Henry joined the Rifle Brigade the following day at Gosport, Hampshire, with the service number 4109. He was posted to the Brigade’s 2nd Battalion on 24th February 1896, and having previously served ‘at Home’ was in Malta from 23rd September 1897. He then served in Egypt from 12th July 1898 (participating in the Nile Expedition), and Crete from 21st September 1898 (participating in the Occupation of Crete). While there he was imprisoned for 28 days in early 1899 for drunkeness on duty, returning to duty on 3rd March 1899. He subsequently served in South Africa from 2nd October 1899 (participating in the Boer War), Egypt from 25th September 1902 and ‘home’ from 18th March 1903. He moved to the Army Reserve on 21st March 1903 and was finally discharged on 31st October 1907.

During that time he received a number of decorations: King;s South Africa Medal with clasps for 1901 and 1902, Queen’s South Africa Medal with clasps for Transvaal and the Defence of Ladysmith, the Nile Expedition 1898 with a clasp for Khartoum, and the Queen’s Sudan Medal 1898.
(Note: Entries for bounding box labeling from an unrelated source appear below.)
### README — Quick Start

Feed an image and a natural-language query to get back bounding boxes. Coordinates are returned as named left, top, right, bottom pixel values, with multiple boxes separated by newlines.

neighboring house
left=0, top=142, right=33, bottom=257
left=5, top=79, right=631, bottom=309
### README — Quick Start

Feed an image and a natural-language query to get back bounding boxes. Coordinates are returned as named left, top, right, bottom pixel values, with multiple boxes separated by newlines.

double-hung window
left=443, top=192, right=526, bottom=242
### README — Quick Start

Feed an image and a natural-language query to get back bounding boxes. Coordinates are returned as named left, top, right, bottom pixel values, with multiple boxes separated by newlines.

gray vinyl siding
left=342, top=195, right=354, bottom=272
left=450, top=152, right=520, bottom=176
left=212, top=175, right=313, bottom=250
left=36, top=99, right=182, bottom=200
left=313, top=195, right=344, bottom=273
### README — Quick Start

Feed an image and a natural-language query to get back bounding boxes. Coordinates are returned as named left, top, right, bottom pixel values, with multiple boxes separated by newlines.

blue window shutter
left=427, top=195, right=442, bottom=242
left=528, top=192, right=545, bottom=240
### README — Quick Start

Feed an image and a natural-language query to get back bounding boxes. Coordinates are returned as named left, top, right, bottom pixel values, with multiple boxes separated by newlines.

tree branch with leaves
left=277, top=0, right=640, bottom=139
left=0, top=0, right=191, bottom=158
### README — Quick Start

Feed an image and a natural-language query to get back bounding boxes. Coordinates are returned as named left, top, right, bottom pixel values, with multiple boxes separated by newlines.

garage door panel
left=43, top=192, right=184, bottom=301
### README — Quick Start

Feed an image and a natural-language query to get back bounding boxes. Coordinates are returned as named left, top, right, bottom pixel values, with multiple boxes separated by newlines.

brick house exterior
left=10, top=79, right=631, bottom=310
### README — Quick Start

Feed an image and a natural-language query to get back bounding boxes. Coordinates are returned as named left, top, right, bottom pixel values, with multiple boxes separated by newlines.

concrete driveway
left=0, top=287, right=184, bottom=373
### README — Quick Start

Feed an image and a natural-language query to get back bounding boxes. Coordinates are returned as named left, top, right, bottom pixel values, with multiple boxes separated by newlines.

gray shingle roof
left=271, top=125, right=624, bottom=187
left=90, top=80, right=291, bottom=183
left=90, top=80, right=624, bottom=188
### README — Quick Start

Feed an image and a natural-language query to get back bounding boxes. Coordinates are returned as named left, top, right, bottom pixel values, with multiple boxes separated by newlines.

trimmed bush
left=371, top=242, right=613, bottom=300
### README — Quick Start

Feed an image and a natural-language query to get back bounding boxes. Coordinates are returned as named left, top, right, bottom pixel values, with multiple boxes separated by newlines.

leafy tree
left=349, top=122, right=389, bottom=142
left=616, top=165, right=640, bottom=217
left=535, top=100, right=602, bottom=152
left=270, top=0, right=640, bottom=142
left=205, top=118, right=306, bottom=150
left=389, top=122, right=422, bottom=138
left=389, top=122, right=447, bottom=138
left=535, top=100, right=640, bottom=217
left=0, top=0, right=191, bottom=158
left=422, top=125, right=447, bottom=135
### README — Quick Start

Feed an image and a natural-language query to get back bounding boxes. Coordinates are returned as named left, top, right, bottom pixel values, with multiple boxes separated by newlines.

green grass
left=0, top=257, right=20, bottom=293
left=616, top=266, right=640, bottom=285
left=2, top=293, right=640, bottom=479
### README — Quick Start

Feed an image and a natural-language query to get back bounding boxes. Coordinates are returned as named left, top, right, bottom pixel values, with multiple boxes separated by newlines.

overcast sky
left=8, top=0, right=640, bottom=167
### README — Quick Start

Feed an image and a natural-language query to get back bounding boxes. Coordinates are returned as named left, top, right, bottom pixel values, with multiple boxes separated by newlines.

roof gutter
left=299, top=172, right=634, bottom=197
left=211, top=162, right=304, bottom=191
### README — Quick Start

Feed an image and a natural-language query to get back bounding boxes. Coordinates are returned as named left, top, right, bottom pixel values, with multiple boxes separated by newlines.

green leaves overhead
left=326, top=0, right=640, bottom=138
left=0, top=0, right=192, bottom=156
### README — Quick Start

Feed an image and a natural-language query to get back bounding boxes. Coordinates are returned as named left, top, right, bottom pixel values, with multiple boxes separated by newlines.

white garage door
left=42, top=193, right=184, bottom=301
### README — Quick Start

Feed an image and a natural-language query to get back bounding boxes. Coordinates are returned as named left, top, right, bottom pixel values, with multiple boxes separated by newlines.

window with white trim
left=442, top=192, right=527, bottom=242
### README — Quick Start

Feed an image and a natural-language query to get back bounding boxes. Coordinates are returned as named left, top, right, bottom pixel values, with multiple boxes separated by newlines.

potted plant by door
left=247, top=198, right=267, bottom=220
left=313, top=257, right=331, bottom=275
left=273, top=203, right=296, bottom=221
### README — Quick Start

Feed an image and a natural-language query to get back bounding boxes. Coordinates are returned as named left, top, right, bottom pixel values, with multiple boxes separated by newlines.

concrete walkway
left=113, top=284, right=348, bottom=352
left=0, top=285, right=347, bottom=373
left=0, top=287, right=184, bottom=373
At the time of the 1901 census Henry’s parents had been living in Blackhorse Yard, off Moulsham Street. His father was still a ropemaker. The household also included Henry’s four youngest siblings, and his brother-in-law Arthur Rolfe who was married to Louisa A. Minns.
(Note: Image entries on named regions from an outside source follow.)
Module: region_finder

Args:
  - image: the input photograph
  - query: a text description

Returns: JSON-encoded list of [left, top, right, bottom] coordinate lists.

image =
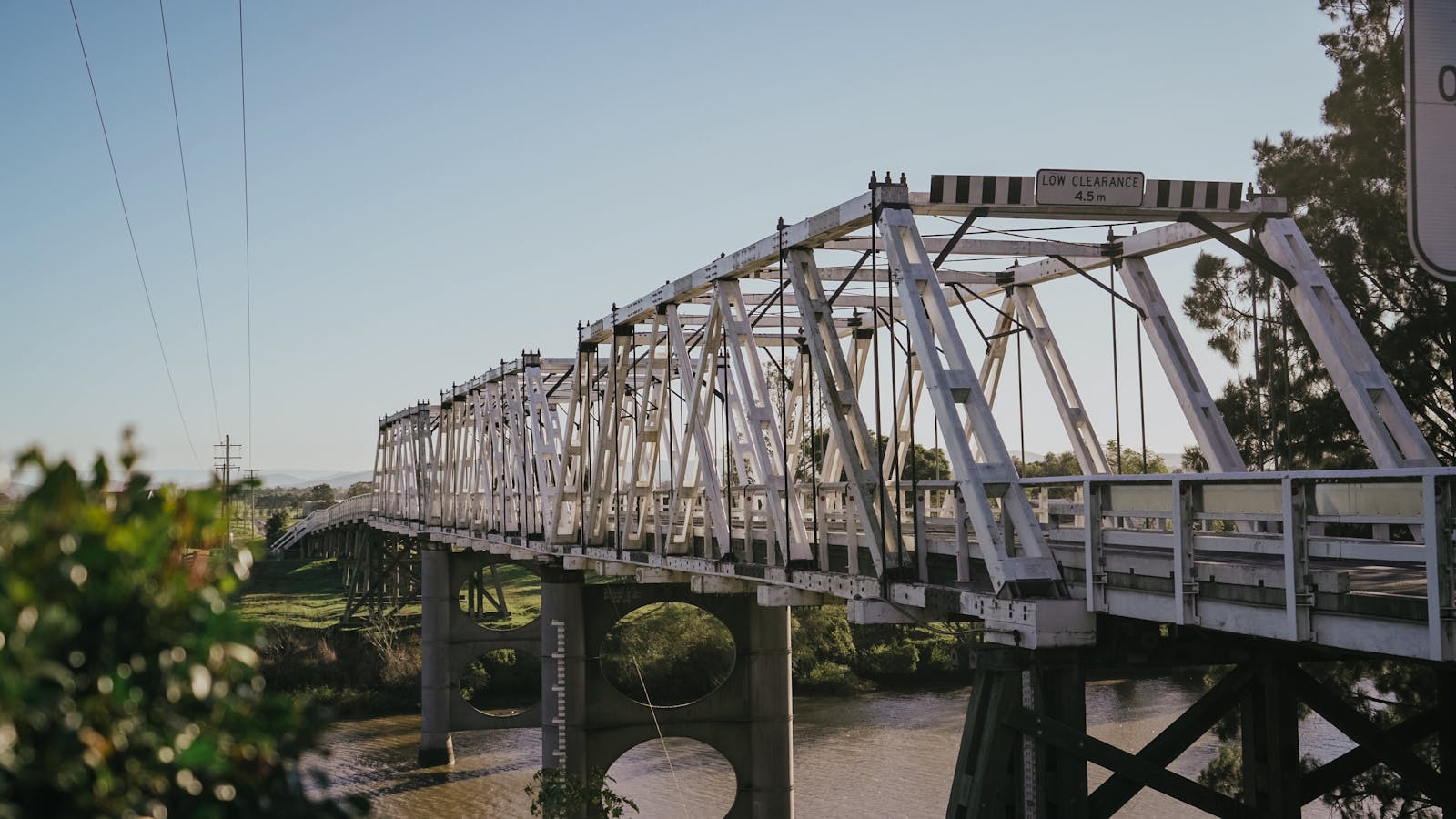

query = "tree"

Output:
[[1178, 444, 1208, 472], [526, 768, 638, 819], [1184, 0, 1456, 468], [0, 448, 367, 816], [1012, 450, 1082, 478], [1184, 0, 1456, 817], [264, 511, 286, 547], [308, 484, 333, 504]]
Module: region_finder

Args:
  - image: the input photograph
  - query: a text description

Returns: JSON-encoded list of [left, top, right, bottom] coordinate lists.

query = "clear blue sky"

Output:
[[0, 0, 1335, 477]]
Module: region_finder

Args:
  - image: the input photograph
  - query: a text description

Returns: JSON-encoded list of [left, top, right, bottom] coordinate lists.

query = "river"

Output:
[[311, 676, 1351, 819]]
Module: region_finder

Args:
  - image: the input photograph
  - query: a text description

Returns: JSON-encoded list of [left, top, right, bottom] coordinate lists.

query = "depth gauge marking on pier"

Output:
[[1036, 167, 1146, 207], [1403, 0, 1456, 281]]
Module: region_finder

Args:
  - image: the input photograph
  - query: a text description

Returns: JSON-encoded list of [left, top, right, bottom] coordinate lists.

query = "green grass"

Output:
[[238, 558, 541, 628], [454, 564, 541, 628], [238, 558, 364, 628]]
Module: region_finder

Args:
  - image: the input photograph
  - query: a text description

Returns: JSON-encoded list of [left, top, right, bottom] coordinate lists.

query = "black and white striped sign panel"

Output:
[[930, 174, 1036, 206], [1143, 179, 1243, 210]]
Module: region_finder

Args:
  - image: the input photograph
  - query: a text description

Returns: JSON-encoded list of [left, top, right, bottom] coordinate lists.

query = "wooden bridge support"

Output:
[[418, 542, 546, 768], [541, 569, 794, 819], [946, 649, 1456, 819]]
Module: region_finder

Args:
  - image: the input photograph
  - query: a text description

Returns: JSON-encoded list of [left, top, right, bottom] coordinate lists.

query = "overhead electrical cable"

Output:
[[68, 0, 202, 470], [238, 0, 258, 468], [157, 0, 223, 439]]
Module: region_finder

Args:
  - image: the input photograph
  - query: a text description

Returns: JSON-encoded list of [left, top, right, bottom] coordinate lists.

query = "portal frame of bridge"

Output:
[[275, 170, 1456, 810]]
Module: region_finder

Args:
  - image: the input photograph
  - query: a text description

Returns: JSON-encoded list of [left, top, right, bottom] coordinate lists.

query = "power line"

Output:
[[157, 0, 223, 437], [68, 0, 202, 470], [238, 0, 257, 466]]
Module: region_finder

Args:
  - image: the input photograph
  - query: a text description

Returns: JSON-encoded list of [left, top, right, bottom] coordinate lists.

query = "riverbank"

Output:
[[315, 674, 1350, 819], [238, 558, 978, 717]]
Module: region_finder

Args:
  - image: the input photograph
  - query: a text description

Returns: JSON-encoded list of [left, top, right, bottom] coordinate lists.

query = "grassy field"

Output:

Henry married Chelmsford-born Gertrude Florence Heard on 27th February 1904. Their eight children included Gertrude Dorothy Minns (1904-2002), Edith Winifred Minns (1905-1940), Henry Minns (1907-1931), Rose Minns (born in 1909), Lilian Minns (191-1978), Beatrice Minns (1913-1995) and Ivy Minns (1915-2001). All were born in Chelmsford.

When Henry and Rose were christened on 28th March 1908 and 11th August 1909 at St John’s Moulsham respectively, Henry was described as a labourer of 28 Upper Bridge Road, Moulsham. A 1910 street directory listed him at the same address as did the 1911 census, at which point he was 30 years old and employed as a general labourer at Hoffmann’s ball-bearing factory in Chelmsford. The census also listed Henry’s wife and their five children at the address. A street directory from 1913 showed Henry at the same house, by then renumbered as 37 Upper Bridge Road.

In August 1912  Henry appeared at Chelmsford Petty Session accused of being drunk. The Essex County Chronicle reported:

“Henry Minns, a labourer, of Chelmsford, who wore four Army medals, denied a charge of being drunk. P.s. Wood said defendant came out Red Lion Inn, Loudon Road, on the night of Aug. 24th and staggered into the fence, then staggered towards the road, and witness caught him and prevented him from falling. Defendant’s brother came up and assisted him home. Witness went into the inn shortly after 10.30 p.m. but could not say that the defendent was there and saluted him. —P.c. Joslin said defendant was helplessly drunk. —Frederick Marshall, called for the defence, said defendant was sober when he left the inn. Defendant's brother went towards the defendant because the sergeant had taken his name.—Defendant said the police were round him like a picket—he thought he was in the Army. (Laughter).- Marshall added that he did not see defendant stagger. —Frederick Minns said he was with his brother in the Red Lion. Defendant left first, and when witness came out he saw several police there and defendant standing the path with his hands in his pockets. Witness, went across and asked his brother what was the matter, and advised him to go away home "to avoid argument." Defendant, was quite sober. Nothing was known against defendant, who was fined 2s. 6d. and 4s. costs.”

He was entitled to the 1914-15 Star, British War Medal, and Victory Medal.

Henry’s brother Frederick Minns was killed on 1st July 1916 at the start of the Battle of the Somme.

Henry’s widow married Ernest Sidney White early in 1918 and they subsequently lived at 165 Upper Bridge Road.  She died in 1940, aged 60. The 1918 register of electors showed Henry’s parents at 19 Grove Road in Chelmsford. His mother died in 1931, aged 73; his father died in 1934, aged 83.

The Minns’ old home at 37 Upper Bridge Road was demolished around 1947.